The entire universe is abuzz and atwitter about the big Amazon EC2 outage this past week. A cascading series of glitches in their Elastic Block Storage (EBS) system took down several high profile websites hosted in their Eastern Region data centers. The AWS Status Dashboard has a considerable write-up on the outage as it progressed over the latter half of last week.
Responses to the outage were mixed. As question-and-answer service Quora posted on their outage page: “we’d point fingers, but we wouldn’t be where we are today without EC2.” This is true: Amazon and its ilk provide relatively affordable and scalable hosting for applications, and relieve the current wave of startups of the burden of having to invest in and operate their own hosting. However, when you host your application on Amazon, you still have a single point of failure unless you very specifically engineer it to be resilient under failures. EC2 offers many features that can take you beyond a single host deployment. Customers who have adapted their deployment to take advantage of these features withstood last week’s outage with little or no customer-visible impact. Without such adaptations, your web application is no better off than if it were hosted on a conventional web hosting platform.

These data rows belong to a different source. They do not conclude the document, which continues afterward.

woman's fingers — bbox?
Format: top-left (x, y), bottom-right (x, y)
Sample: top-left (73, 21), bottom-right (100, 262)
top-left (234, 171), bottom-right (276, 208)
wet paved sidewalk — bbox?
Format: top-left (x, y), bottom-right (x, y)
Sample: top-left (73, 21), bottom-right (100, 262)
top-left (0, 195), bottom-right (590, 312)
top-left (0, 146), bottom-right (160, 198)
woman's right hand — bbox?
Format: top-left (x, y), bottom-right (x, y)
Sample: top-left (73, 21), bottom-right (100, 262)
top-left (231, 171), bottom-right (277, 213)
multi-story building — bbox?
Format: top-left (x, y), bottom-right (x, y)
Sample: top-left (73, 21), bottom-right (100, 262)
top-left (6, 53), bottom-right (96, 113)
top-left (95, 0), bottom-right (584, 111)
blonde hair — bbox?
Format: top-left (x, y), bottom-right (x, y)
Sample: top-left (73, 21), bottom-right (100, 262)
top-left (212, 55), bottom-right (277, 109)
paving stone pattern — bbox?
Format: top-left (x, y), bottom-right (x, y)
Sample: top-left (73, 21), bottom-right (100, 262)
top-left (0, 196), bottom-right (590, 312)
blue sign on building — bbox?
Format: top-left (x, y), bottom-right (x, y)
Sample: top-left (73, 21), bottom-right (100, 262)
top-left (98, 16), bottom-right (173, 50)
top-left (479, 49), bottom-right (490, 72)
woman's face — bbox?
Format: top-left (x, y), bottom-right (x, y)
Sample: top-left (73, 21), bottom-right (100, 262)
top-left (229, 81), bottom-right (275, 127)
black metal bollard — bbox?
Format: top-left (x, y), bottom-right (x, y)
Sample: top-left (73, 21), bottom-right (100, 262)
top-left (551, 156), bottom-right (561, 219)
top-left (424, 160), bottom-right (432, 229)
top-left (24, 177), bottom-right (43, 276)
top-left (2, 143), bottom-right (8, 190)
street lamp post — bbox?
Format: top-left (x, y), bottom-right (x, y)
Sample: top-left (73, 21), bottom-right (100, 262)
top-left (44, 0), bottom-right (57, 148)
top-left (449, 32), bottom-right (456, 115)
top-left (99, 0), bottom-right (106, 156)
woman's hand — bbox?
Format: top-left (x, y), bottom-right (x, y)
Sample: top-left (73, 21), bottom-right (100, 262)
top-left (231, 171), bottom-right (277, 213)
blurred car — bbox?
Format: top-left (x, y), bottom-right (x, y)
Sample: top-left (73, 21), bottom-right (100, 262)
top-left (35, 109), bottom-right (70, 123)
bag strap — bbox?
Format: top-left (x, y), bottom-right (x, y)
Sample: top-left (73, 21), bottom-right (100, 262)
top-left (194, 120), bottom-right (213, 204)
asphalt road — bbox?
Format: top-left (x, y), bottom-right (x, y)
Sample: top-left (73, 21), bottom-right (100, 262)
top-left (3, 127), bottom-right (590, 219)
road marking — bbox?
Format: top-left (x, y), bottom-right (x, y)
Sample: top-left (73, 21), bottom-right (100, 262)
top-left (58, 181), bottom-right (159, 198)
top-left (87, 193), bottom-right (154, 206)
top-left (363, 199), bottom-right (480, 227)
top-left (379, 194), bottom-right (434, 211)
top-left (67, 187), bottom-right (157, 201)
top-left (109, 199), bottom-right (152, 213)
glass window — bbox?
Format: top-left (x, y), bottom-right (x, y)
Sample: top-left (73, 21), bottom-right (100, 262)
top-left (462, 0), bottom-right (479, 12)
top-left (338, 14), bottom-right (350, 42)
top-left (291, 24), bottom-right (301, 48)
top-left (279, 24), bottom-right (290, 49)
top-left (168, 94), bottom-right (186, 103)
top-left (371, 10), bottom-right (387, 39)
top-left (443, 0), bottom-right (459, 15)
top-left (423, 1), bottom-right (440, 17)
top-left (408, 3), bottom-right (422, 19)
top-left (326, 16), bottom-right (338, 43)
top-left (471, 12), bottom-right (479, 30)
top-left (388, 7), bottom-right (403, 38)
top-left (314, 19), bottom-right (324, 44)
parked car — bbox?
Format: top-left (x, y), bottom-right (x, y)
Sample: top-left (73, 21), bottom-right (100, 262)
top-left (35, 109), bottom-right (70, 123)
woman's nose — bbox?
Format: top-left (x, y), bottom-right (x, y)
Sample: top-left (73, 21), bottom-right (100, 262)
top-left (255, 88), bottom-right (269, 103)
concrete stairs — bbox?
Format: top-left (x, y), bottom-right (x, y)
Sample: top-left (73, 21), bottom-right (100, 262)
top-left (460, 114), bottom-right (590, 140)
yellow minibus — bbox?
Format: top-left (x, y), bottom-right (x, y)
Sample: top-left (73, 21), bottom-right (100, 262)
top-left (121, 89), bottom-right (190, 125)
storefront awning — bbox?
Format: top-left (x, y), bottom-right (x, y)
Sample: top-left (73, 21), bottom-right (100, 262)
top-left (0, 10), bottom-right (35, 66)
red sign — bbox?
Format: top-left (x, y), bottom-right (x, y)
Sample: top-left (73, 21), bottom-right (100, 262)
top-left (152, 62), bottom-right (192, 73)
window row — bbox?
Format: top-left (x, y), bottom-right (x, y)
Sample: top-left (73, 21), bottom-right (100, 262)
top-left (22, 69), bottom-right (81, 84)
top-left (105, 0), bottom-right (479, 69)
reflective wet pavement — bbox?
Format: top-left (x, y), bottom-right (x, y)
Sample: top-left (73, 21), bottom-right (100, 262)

Amazon operates multiple Availability Zones that are supposed to isolate failures… which did not work too well last week because the issues cascaded across availability zones until the entire Eastern Region was affected. Resilience across geographic regions is not straightforward because the CAP Theorem kicks in: Consistency, Availability, Partition Tolerance, pick two. You can’t have all three at the same time. Engineering an application to withstand outage by distributing it across different availability zones, across regions, or even across different providers is a considerable and costly undertaking, which is not lightly embarked upon by a cash-strapped startup trying to get swiftly to market. Whether to spend this time and money, or whether to tolerate and respond to the occasional outage is a determination that every company will have to make for themselves.